Les écarts d’attitude dans le réseau de la santé sont régulièrement rapportés. Ils démontrent une incapacité de s’exprimer à titre d’humain.

Le gouvernement a sciemment utilisé depuis plusieurs années le vocable de mourir dans la dignité. A-t-il confondu à certains égards fierté et dignité ? Fierté dans le sens de « à ma façon », plutôt que dans la démonstration de compassion des proches et l’offre d’un environnement qui la favorise.

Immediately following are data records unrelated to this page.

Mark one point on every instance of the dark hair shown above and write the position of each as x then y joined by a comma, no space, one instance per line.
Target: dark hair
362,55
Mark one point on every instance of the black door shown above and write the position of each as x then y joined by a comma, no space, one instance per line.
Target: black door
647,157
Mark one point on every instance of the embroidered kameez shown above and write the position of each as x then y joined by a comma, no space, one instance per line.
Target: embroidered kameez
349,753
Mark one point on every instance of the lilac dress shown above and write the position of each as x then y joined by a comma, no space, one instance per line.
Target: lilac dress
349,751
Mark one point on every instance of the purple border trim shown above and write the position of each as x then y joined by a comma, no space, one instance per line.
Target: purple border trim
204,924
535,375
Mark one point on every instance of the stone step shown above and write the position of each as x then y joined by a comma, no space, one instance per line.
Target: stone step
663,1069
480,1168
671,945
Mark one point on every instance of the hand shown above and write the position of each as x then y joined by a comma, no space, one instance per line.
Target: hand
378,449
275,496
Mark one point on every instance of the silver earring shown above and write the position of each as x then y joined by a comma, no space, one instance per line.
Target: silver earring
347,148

Nos lieux de soins se sont déshumanisés depuis 20 ans. Lieux exigus. Ressources insuffisantes. Informatisation inefficace et consommatrice de temps. Détresse des soignants en mal de soutien. La dignité des soins, spécifiée en fin de vie, s’est perdue dans le reste des exigences pour offrir le plus de soins, le mieux des soins au plus grand nombre. Mais malgré cela, les listes d’attente s’allongent, que ce soit pour une opération, de la chimiothérapie ou l’accès à un médecin attitré. Et le plus indigne, c’est l’impression forte que personne n’y peut rien et qu’au moins la fin pourra être digne…

La mort fait partie de la vie, la plupart voudraient que cette première soit une représentation de ce que la seconde a été. Si l’on vise une fin digne, tentons d’offrir une vie dans les soins et autrement qui le soit aussi.

Charles Péguy a écrit : « La seule force, la vraie valeur, la seule dignité de tout : c’est d’être aimé. » Cela ne peut être dicté par une loi, instauré par des règles, imposé par l’État. C’est l’humain qui offre la seule dignité de tout. À titre d’être humain, on meurt toujours décemment. Que ce soit avec la peur au ventre, avec une douleur non soulagée, avec une dépendance aux soins. Mourir dans la dignité, c’est mourir avec le respect de l’autre, peu importe comment on décède ou comment on décide de passer de vie à trépas. Et cela ne pourra jamais être codifié. Mourir dans la dignité est une question sociale que le légal échoue à favoriser si les règles ne sont pas assorties d’aide et de ressources aux soignants, aux proches aidants, aux familles et amis de ceux qui vivent (mot choisi) leurs derniers moments.

La Loi concernant les soins de fin de vie est maintenant adoptée. Prenons tous conscience du fait que nous devons individuellement et collectivement assurer la dignité de la mort sans l’imposer aux seuls soignants. Le débat légal est clos, le discours social et moral ne fait que s’amorcer.